As I expected—since it was her place, after all—she led us unerringly to Ted, who was in a section of the store devoted to cheongsams, kimonos, and other clothing.
Ted, who was talking on his cell, waved to us and started wrapping up his call. “Well, I’m glad you won’t need a second surgery on the leg. And I’ll be in touch about a date to film in the apartment.”
After he got off the phone, he greeted us all.
Then his mother asked him, “Did you finish unpacking those statues from the new shipment?”
“Huh? Oh, I forgot.”
Lily’s face went very still. A lesser woman, I sensed, would have scowled at him. Speaking evenly, she said, “Ted, I really want those on the floor tomorrow. With the New Year just over a week away—”
“Sure, I’ll get to it, Mom.”
“When?”
“Um . . .”
“And I still need you to clean out that back room, too.”
“Uh-huh.”
“And don’t forget to take out the garbage tonight.”
“Okay, Mom, don’t worry.”
“You keep saying that, Ted, but then you don’t—” She looked at the rest of us and evidently decided not to criticize her son here and now. Instead, she said to him, “Please just make sure the things we’ve discussed get done by tomorrow.”
“Right, Mom.” He paused. “Um . . . what were those things again?”
With that look of resigned disappointment which I had seen before on Lily Yee’s face when speaking to her son, she said, “I will write you a list.”
“Okay,” he said cheerfully. Ted was feckless, but good-natured.
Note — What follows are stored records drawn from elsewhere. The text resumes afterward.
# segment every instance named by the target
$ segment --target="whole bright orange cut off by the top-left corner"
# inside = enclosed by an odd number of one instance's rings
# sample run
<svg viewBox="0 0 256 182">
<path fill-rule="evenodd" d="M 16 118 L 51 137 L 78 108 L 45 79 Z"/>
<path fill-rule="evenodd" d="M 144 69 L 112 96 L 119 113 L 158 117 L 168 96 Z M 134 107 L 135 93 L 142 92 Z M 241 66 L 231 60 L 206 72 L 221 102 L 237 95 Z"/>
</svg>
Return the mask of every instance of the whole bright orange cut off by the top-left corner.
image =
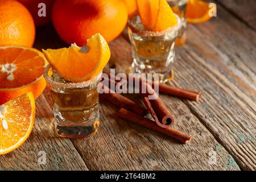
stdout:
<svg viewBox="0 0 256 182">
<path fill-rule="evenodd" d="M 35 24 L 30 12 L 14 0 L 0 0 L 0 46 L 32 47 Z"/>
</svg>

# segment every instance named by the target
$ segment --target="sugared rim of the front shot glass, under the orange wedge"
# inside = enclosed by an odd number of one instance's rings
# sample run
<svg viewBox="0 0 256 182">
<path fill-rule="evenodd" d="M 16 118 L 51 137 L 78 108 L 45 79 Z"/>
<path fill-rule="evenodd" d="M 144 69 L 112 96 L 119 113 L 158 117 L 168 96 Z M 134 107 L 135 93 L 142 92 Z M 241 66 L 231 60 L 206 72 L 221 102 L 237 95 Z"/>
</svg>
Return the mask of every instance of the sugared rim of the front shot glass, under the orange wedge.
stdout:
<svg viewBox="0 0 256 182">
<path fill-rule="evenodd" d="M 51 65 L 47 65 L 47 67 L 44 69 L 44 78 L 46 79 L 47 83 L 51 86 L 56 86 L 58 88 L 85 88 L 87 86 L 90 86 L 101 79 L 102 71 L 92 79 L 88 81 L 83 82 L 69 82 L 69 83 L 61 83 L 53 81 L 52 78 L 48 75 L 49 71 L 52 69 Z"/>
</svg>

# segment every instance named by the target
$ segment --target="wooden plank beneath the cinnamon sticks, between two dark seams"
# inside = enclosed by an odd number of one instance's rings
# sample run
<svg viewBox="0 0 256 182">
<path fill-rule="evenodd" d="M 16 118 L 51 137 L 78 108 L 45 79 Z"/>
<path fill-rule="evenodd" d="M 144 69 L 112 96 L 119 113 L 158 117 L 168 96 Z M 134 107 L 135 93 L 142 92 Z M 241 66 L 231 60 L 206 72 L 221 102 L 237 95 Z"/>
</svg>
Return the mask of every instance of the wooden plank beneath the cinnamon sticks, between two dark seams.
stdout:
<svg viewBox="0 0 256 182">
<path fill-rule="evenodd" d="M 110 43 L 110 48 L 110 66 L 119 72 L 126 72 L 131 64 L 130 44 L 120 36 Z M 169 96 L 160 97 L 176 118 L 175 128 L 193 136 L 191 143 L 183 145 L 128 123 L 117 117 L 117 107 L 104 101 L 100 107 L 101 125 L 98 134 L 86 139 L 72 139 L 86 166 L 92 170 L 239 170 L 229 153 L 182 101 Z M 209 164 L 211 151 L 217 154 L 216 165 Z"/>
</svg>

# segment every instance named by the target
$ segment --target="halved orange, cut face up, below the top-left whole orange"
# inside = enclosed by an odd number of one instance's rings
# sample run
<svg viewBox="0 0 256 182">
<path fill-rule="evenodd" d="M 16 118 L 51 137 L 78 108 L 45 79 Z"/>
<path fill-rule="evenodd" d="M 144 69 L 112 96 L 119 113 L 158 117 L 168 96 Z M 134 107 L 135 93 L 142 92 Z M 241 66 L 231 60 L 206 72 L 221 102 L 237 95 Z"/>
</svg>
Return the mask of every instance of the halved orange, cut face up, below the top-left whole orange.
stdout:
<svg viewBox="0 0 256 182">
<path fill-rule="evenodd" d="M 0 47 L 0 104 L 32 92 L 38 98 L 46 88 L 47 60 L 34 48 Z"/>
</svg>

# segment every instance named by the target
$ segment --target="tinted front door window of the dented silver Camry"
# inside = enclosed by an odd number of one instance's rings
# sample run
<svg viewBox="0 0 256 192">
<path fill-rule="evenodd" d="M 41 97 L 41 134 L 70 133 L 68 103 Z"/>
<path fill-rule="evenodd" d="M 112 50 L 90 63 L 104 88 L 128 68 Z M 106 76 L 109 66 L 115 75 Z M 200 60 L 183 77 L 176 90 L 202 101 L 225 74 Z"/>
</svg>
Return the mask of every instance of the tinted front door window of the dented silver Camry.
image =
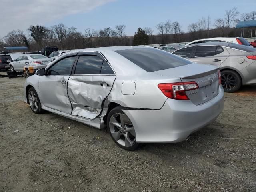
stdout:
<svg viewBox="0 0 256 192">
<path fill-rule="evenodd" d="M 48 75 L 69 75 L 71 73 L 71 67 L 76 59 L 76 56 L 67 57 L 60 61 L 58 61 L 56 64 L 51 66 L 47 70 Z"/>
</svg>

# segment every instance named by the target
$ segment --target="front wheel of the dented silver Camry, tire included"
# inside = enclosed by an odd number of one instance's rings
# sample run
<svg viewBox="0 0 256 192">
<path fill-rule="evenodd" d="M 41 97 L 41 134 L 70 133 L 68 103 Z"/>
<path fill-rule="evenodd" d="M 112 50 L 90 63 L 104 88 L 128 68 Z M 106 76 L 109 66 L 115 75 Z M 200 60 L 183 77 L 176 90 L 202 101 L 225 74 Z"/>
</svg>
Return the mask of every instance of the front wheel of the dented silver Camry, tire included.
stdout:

“Now I shall leave you with your friends and return to working on the inventory.”
“May I assist you?” Max offered.
“Oh, thank you, Max.” She gave him a warm smile. “That is very thoughtful. And I would enjoy your company.”
But although he seemed pleased by her response and he smiled back, I thought his expression seemed a little melancholy. Almost regretful. I wondered if he was thinking of another woman who had lived in another era, someone who had inhabited a world that must have been very different from this one. And I had a feeling he was recognizing in his heart, that organ which is such a slow learner, that despite the resemblance which drew him to her, Lily Yee was not Li Xiuying—whoever she had been.